DAIKI SUDOがデビューEP「EARTH」をリリース 現実と非現実の境界を漂う音像
DAIKI:インドに来てからは、「ここは地球なのか?」と毎日のように自問自答しています(笑)。ほとんど裸の西洋人の男が腰まであるドレッド髪を靡かせてモーターバイクで滑走していたり、幅20メートルぐらいの巨大なガジュマルの樹のつたが自然と三つ編みになって天から地上に伸びていたり。
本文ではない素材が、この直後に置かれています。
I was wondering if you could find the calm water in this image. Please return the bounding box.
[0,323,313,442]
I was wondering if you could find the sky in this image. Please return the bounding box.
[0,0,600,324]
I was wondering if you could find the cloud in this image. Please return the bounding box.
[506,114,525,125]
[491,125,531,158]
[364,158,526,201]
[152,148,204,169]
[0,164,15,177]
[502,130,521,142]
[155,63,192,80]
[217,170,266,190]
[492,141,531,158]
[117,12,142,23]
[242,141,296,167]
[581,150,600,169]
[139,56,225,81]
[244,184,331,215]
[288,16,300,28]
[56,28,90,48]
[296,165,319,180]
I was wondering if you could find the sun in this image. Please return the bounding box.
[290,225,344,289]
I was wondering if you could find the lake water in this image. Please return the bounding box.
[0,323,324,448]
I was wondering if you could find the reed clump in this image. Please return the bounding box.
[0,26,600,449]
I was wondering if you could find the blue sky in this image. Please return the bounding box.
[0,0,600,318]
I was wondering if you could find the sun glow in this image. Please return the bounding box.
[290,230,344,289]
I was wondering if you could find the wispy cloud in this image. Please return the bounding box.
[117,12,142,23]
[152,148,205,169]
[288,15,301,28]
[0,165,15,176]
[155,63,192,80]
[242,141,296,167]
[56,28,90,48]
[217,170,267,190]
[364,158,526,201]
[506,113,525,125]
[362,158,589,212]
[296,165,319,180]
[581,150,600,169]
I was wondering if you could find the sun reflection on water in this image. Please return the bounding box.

人も景色も暮らし方もとにかく全てが日本の生活とかけ離れすぎていて、現実なのに自分にとっては非現実に感じるような状況が続いています。
インドの伝統音楽はキーやリズムの概念も遥かに複雑で、理解し難い部分もありますが伝統楽器のタブラという太鼓のリズム感とグルーヴは自分の曲のリズム作りにも少し影響しました。
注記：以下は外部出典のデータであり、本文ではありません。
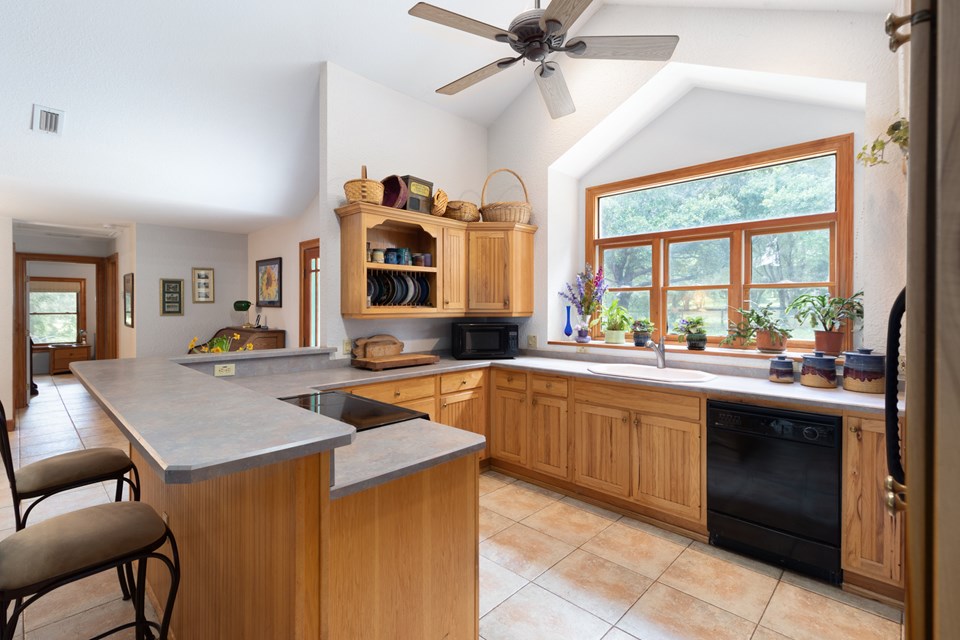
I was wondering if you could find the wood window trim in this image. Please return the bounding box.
[27,276,89,347]
[584,133,853,353]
また、インドは現在ドラムンベース、ジャングル、ゴアトランスといったエネルギッシュなジャンルのパーティーと、エクスタティックダンスという、焚き火を囲んで全員でサンスクリット語の曲を合唱して、ブレンドしたカカオを飲みながらアンビエントな音楽にうねるように踊る内省的で精神性の高いパーティーに二極化していて、どちらも別のベクトルに突き抜けた音の可能性を感じて楽しいです。
インドに来て、以前よりも重さや暗さ、逆にハッピーな時もどこか突き抜けるように、ありのままよりもドラマチックに物事を伝えたいという思いが強くなりました。
「EARTH」のフックで鳴っている音は、今まで聞いたことのない音を作りたいというモチベーションからできたんですが、もともとは耳触りの良い音の中のちょっとした違和感を探していたことがきっかけになりました。音が流れていく中で、引っかかるけど気持ちがいい。ある意味サプライズのような「気持ちのいい違和感」を常に作りたいと思っています。個人的にはエレクトロミュージックのパターンと縛りのないエクスペリメンタルの要素を混ぜてみたり、今回のEPではメインストリームの音楽の構成と規律を保ちつつ好きに流れをまとめています。
WWD:通しで聴くとある種の逃避性が備わっているように感じます。それは自身が求めているから、それとも無意識にそう感じさせるのでしょうか?